Una y otra vez, los futurólogos cometieron el error de suponer que las computadoras serían como cohetes espaciales o como otras máquinas más comunes. Cuanto más poderosas se las quería hacer, tanto más grandes, costosas y consumidoras de energía debían ser. En ese entonces, resultaba un desafío a cualquier clase de sentido común concebir algo semejante a lo que existe en nuestros días: una tecnología que permite que algo sea más potente cuanto más pequeño, con una densa maraña de circuitos embutida dentro de espacios cada vez más reducidos.
Y eso es solamente el punto de partida de la magia. A medida que las partes se acercan entre sí, la información que se transmite gana en velocidad. Los diseñadores pueden tomar el diagrama de un circuito y fotografiarlo sobre un chip de siliconas. A medida que el foco del proyector se vuelve más definido, tanto más finos y más próximos se hacen los circuitos. Con el diseño ya colocado, los chips se imprimen como si fueran páginas de una impresora.
Estos chips -las cosas más complejas producidas por la mente humana- pueden ser plasmados en un tamaño indefinidamente pequeño gracias a una característica distintiva que los diferencia de todo lo demás. Mientras las máquinas comunes manipulan cosas materiales, las computadors manipulan información, símbolos que carecen de todo peso. Un dato informativo, un 1 o un 0, por ejemplo, puede indicarse con una marca en lápiz, por medio de una mancha microscópica sobre un disco magnético o a través de un brevísimo pulso eléctrico.
La naturaleza especial de la información ofrece además otra ventaja. El poder de computación puede ser incrementado una y otra vez. Se puede diseñar una computadora y después usarla para diseñar otra computadora mejor, ad infinitum.

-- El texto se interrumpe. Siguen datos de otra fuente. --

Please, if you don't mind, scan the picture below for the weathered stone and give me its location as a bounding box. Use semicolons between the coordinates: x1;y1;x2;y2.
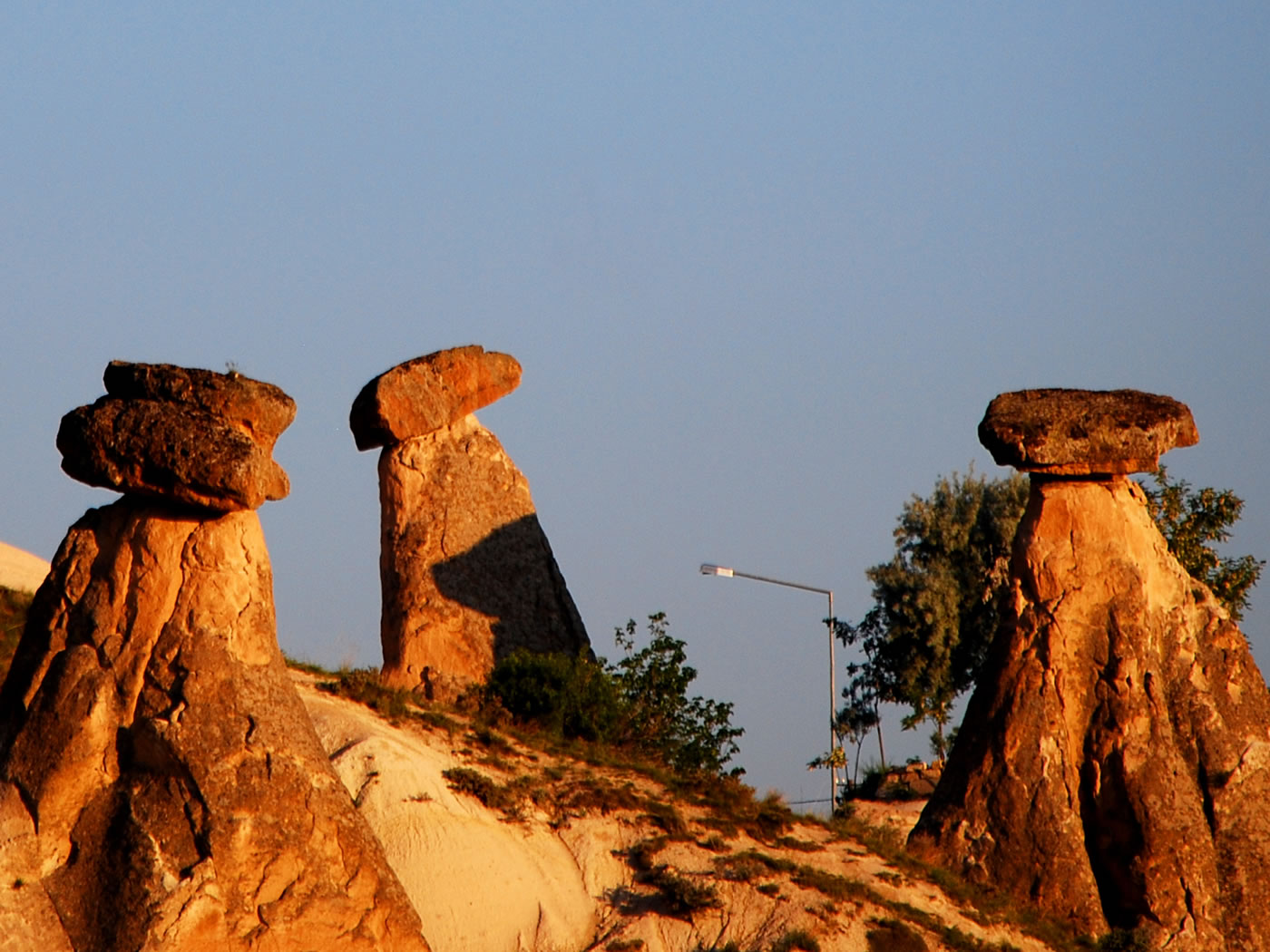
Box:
103;361;296;451
909;480;1270;952
57;396;289;511
380;416;590;697
348;344;521;450
0;498;426;952
979;388;1199;476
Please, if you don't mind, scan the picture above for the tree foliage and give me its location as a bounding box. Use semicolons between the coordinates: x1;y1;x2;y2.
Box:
486;612;743;773
1139;466;1265;621
835;467;1265;761
837;471;1028;737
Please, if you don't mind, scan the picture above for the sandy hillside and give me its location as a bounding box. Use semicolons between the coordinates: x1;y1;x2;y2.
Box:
296;673;1071;952
0;542;48;591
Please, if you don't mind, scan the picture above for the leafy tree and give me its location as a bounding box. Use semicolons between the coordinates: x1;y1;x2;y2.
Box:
835;467;1265;762
613;612;744;773
837;470;1028;752
1139;466;1265;621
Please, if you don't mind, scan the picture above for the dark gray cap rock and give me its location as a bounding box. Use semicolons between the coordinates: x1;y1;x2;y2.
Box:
979;388;1199;476
348;344;521;450
104;361;296;447
57;362;296;511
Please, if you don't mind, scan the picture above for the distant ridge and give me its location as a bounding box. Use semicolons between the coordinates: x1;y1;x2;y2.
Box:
0;542;48;591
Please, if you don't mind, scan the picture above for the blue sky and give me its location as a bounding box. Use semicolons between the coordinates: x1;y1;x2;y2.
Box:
0;3;1270;799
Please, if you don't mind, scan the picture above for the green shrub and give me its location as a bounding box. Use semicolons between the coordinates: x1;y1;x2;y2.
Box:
642;866;721;915
484;613;743;774
318;667;410;718
0;588;33;682
865;919;928;952
441;767;526;819
1098;929;1150;952
486;648;622;743
771;929;820;952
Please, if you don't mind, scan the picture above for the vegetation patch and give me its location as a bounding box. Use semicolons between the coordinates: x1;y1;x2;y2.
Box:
441;767;524;819
771;929;820;952
0;588;34;682
640;866;721;917
483;613;742;774
318;667;410;721
865;919;930;952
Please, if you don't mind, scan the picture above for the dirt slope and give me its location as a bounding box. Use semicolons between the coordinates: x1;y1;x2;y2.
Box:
296;674;1071;952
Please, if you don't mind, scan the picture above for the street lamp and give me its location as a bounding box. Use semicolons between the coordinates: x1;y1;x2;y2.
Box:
701;562;838;813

Algo que nadie puede hacer en el caso de una grúa o de una excavadora mecánica. En cambio, si se conectan entre sí docenas, luego cientos, y luego millones de computadoras, se tendrá una máquina omnipresente, sin límites geográficos: la Internet.
Según la famosa ley de Moore, el número de componentes que puede embutirse en un solo chip se duplica cada año o dos. El último chip de Pentium contiene 42 millones de transistores, y cada uno de ellos hace el trabajo de una de las válvulas de la Eniac, pero con mayor rapidez y de manera más eficiente.
El punto final no está a la vista. Según algunos cálculos, la reducción seguirá durante décadas, hasta que cada componente tenga el tamaño de un átomo, y sea capaz de registrar información por medio de la posición de la órbita de un electrón.
En el horizonte también se atisba la ubicuidad informática. Internet es por ahora una red, todavía ralamente tendida a través del globo. Pero supongamos que cada hebra se anuda cada vez más densamente, hasta transformar la red en una trama tupida como una tela.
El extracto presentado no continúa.